Aware, however, of my liability to this error on the one side, and to the error of not referring sufficiently to experience on the other, my aim will be to pursue, as far as I am able, a just mean between the two extremes, and to approach, as near as I can, to the great object of my research—the truth.

Many of the doctrines of Adam Smith, which had been considered as settled, have lately been called in question by writers entitled to great attention; but they have often failed, as it appears to me, to make good their objections; and in all such cases I have thought it desirable to examine anew, with reference to such objections, the grounds on which his doctrines are founded.

It has been my wish to avoid giving to my work a controversial air. Yet to free it entirely from controversy, while one of my professed objects is to discuss controverted opinions, and to try their truth by a reference to an enlarged experience, is obviously not possible. There is one modern work, in particular, of very high reputation, some of the fundamental principles of which have appeared to me, after the most mature deliberation, to be erroneous; and I should not have done justice to the ability with which it is written, to the high authority of the writer, and the interests of the science of which it treats, if it had not specifically engaged a considerable portion of my attention. I allude to Mr. Ricardo's work, "On the Principles of Political Economy and Taxation."

I have so very high an opinion of Mr. Ricardo's talents as a political economist, and so entire a conviction of his perfect sincerity and love of truth, that I frankly own I have sometimes felt almost staggered by his authority, while I have remained unconvinced by his reasonings. I have thought that I must unaccountably have overlooked some essential points, either in my own view of the subject, or in his; and this kind of doubt has been the principal reason of my delay in publishing the present volume. But I shall hardly be suspected of not thinking for myself on these subjects, or of not feeling such a degree of confidence in my own conclusions, after having taken full time to form them, as to be afraid of submitting them to the decision of the public.
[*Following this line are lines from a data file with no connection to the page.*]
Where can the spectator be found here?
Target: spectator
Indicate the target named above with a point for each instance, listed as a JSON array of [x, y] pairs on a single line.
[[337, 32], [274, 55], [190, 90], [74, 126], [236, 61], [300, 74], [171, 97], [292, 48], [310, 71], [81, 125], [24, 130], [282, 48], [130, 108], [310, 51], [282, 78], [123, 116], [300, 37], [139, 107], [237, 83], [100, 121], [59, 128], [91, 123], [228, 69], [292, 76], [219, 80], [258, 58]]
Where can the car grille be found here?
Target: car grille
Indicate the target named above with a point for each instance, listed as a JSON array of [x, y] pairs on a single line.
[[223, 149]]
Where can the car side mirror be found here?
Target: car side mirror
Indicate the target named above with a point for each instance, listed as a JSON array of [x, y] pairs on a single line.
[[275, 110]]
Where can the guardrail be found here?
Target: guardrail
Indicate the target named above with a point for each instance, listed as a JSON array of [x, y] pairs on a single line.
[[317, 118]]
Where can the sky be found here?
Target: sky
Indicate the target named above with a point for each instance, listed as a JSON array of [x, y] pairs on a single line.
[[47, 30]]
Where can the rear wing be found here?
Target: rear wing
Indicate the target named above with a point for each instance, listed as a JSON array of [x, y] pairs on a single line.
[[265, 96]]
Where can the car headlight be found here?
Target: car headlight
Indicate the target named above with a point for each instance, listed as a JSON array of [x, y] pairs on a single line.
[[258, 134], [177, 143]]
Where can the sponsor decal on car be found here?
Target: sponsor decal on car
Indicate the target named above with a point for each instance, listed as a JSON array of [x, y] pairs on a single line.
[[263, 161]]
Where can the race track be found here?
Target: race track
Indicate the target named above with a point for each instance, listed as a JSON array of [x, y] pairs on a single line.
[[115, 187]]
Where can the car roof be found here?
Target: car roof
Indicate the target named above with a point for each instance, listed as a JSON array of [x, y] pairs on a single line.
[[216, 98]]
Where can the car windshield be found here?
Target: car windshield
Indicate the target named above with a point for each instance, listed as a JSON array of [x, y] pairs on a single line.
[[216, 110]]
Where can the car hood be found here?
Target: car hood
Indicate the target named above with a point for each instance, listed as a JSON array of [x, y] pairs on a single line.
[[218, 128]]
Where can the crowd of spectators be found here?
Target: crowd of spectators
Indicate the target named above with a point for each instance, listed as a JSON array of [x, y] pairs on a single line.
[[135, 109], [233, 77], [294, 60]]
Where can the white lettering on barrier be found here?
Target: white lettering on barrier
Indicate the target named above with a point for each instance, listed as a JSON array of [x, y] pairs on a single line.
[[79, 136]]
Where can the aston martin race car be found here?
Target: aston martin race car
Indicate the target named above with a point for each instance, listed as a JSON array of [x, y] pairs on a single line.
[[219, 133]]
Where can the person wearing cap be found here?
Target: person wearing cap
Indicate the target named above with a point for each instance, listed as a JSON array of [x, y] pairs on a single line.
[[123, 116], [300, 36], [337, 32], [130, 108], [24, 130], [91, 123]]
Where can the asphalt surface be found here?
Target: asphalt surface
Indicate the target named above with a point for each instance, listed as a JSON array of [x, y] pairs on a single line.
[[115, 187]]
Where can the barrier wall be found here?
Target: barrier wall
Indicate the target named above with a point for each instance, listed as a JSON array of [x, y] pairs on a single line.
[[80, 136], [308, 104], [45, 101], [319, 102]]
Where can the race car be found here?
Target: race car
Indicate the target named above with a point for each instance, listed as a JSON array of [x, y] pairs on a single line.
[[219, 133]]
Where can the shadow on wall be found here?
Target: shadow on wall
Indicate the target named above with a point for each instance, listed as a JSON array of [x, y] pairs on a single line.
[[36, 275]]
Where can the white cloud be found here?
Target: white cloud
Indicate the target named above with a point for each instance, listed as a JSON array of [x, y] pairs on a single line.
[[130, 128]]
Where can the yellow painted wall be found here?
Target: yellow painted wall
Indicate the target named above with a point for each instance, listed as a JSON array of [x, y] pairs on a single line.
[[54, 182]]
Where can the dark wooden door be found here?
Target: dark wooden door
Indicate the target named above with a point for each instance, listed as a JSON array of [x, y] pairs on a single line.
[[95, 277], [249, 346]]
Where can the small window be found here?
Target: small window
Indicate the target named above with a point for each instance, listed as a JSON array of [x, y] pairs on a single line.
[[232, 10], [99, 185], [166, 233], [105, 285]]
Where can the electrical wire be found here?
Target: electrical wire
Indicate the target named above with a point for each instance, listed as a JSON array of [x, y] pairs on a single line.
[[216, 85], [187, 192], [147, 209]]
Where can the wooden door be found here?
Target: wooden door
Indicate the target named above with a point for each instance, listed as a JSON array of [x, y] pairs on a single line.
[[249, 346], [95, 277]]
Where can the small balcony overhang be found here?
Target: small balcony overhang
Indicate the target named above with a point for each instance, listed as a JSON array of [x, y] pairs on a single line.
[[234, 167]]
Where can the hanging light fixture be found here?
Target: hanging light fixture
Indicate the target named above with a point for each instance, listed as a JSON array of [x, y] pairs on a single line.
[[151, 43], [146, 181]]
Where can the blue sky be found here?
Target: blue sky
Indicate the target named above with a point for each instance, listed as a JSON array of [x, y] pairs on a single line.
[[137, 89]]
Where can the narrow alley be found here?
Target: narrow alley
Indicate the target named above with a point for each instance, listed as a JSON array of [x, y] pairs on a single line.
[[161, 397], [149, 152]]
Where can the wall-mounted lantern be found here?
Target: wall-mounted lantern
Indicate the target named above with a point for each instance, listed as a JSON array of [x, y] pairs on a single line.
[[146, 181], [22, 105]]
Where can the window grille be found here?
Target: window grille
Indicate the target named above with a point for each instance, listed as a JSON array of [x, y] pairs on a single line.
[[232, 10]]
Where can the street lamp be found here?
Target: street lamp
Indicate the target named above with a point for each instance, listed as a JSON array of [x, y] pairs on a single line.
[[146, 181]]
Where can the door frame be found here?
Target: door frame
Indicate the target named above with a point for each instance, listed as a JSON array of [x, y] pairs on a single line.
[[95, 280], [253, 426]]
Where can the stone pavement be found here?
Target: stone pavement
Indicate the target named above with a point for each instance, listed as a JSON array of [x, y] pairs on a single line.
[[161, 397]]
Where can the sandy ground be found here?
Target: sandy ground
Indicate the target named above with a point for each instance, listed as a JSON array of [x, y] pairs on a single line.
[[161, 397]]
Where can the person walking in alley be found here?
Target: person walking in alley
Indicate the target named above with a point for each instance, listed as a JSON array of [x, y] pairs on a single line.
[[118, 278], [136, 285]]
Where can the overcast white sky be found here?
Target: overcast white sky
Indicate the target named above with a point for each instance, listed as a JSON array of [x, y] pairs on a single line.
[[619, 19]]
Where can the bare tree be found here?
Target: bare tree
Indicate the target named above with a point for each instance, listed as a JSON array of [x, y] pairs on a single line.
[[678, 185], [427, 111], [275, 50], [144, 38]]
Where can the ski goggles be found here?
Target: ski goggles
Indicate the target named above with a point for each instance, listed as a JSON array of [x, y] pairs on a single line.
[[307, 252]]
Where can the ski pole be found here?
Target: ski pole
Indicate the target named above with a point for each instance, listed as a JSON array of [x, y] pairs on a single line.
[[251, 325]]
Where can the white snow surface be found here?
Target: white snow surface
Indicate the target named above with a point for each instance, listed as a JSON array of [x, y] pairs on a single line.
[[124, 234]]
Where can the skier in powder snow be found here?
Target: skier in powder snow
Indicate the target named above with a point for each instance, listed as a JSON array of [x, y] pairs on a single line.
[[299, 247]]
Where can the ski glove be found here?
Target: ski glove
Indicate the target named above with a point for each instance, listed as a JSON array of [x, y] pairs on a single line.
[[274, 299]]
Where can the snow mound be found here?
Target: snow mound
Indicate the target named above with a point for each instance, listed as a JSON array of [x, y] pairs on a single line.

To those who are not acquainted with Mr. Ricardo's work, and do not properly appreciate the ingenuity and consistency of the system which it maintains and developes with so much ability, I am apprehensive that I shall appear to have dwelt too long upon some of the points on which we differ. But as they are, for the most part, of great importance both theoretically and practically, and as it appeared to me extremely desirable, with a view to the interests of the science, that they should, if possible, be settled, I did not feel myself justified in giving less time to the consideration of them.

I am far from saying that I may not be wrong in the conclusions at which I have arrived, in opposition to those of Mr. Ricardo. But I am conscious that I have taken all the means to be right, which patient investigation and a sincere desire to get at the truth can give to the actual powers of my understanding. And with this consciousness, both with respect to the opinions I have opposed, and those which I have attempted to establish, I feel no reluctance in committing the results to the decision of the public.

T. R. MALTHUS.

East India College,
Dec. 1, 1819.


  1. It must be allowed, however, that the theory of the Bullionists, though too exclusive, accounted for much the largest proportion of the phenomena in question; and perhaps it may be said with truth that the Bullion Report itself was more free from the error I have adverted to than any other work that appeared.
  2. Wealth of Nations, Book II. c. iii. pp. 15—18, 6th edit.
  3. Book IV. c. iii. p. 250.
  4. Quarterly Review, No. xxix. Art. viii.
  5. Measures calculated to terminate in a rise in the value of money might be little felt in a country without a national debt; but with a large money amount to be paid annually to public creditors, they might occasion a distribution of property most unfavourable to production.
  6. Wealth of Nations, B. IV. c. ii. p. 190. 6th edit.